A fun way to develop healthy eating habits, mathematical skills and develop further vocabulary.
You will need:
• Paper and a pen to create a shopping list
• A variety of coloured fruit
• A bowl
• A lemon squeezer
• Two knives - a mealtime one for your little one and a sharp one for yourself
Making the activity:
1. Prepare a shopping list together to buy the rainbow of fruits for your fruit salad.
2. Ask your little one to help you think of the different colours of the rainbow and which fruits to buy.
3. Assemble your purchased fruits and, together, arrange them by colour to ensure a rainbow effect.
4. Talk about the different textures, shapes, colours and smells.
5. Cut up the fruits together and add to the bowl. Do this whilst talking about what’s inside the different fruits as they are cut open, using different vocabulary.
6. Talk about cutting bananas into finger shapes as well as grapes and berries in half, to ensure everyone stays safe.
7. Cut the orange in half and squeeze the juice to pour over the prepared fruit.
8. Share and enjoy eating the rainbow with family and friends.
How this supports knowledge and development:
Involving children in shopping for and preparing the food is a great way to encourage them to try out new foods, especially the healthier options. Talk with your child about how Vitamin C in the rainbow fruits helps us to grow and develop and stay healthy. Also, talk about how this helps speed up the repairing of cuts and scratches on our skin, a bit like a magic plaster.

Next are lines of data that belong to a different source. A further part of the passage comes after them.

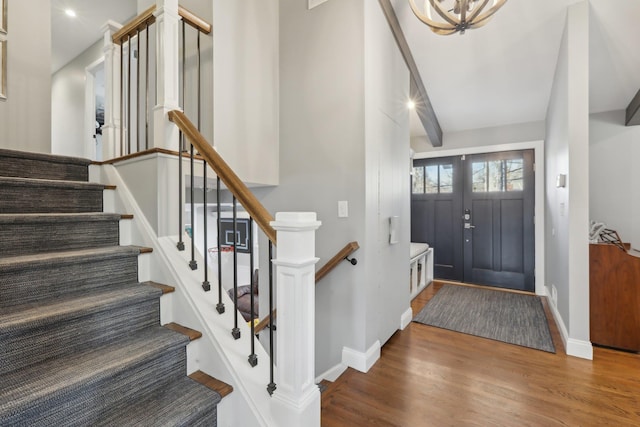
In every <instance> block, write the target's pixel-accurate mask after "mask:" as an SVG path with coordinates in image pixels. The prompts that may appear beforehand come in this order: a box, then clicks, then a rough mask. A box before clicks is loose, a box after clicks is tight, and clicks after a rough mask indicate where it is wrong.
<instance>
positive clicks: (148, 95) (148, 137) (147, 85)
mask: <svg viewBox="0 0 640 427" xmlns="http://www.w3.org/2000/svg"><path fill="white" fill-rule="evenodd" d="M138 43H139V42H138ZM145 43H146V48H145V57H146V60H145V63H146V65H145V67H144V71H145V81H146V83H145V84H146V88H145V106H144V116H145V123H144V148H145V150H148V149H149V23H148V22H147V26H146V34H145ZM180 145H182V143H181V144H180ZM180 191H182V190H180ZM181 236H182V234H181Z"/></svg>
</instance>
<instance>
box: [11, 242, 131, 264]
mask: <svg viewBox="0 0 640 427" xmlns="http://www.w3.org/2000/svg"><path fill="white" fill-rule="evenodd" d="M139 253H140V248H139V247H137V246H103V247H98V248H90V249H74V250H68V251H56V252H42V253H37V254H28V255H13V256H8V257H2V258H0V269H3V268H7V267H11V268H13V267H15V268H19V267H20V266H22V265H25V266H33V264H34V263H38V262H43V263H56V264H62V263H69V262H76V260H78V259H84V260H87V259H96V258H108V257H117V256H125V255H138V254H139Z"/></svg>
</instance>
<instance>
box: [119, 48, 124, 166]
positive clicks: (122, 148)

EXTEND THE ACTIVITY - Sorting fruits by colour, texture and shape is a valuable mathematical skill. Sorting skills can be extended by sorting by type – e.g. all berries, all smooth skin fruit, all fruit you can peel, all fruit with a stalk. The cutting of fruits is an early mathematical experience of fractions, as a whole fruit is cut in half and then in quarters. The transformation from one to two to four – all the better for sharing.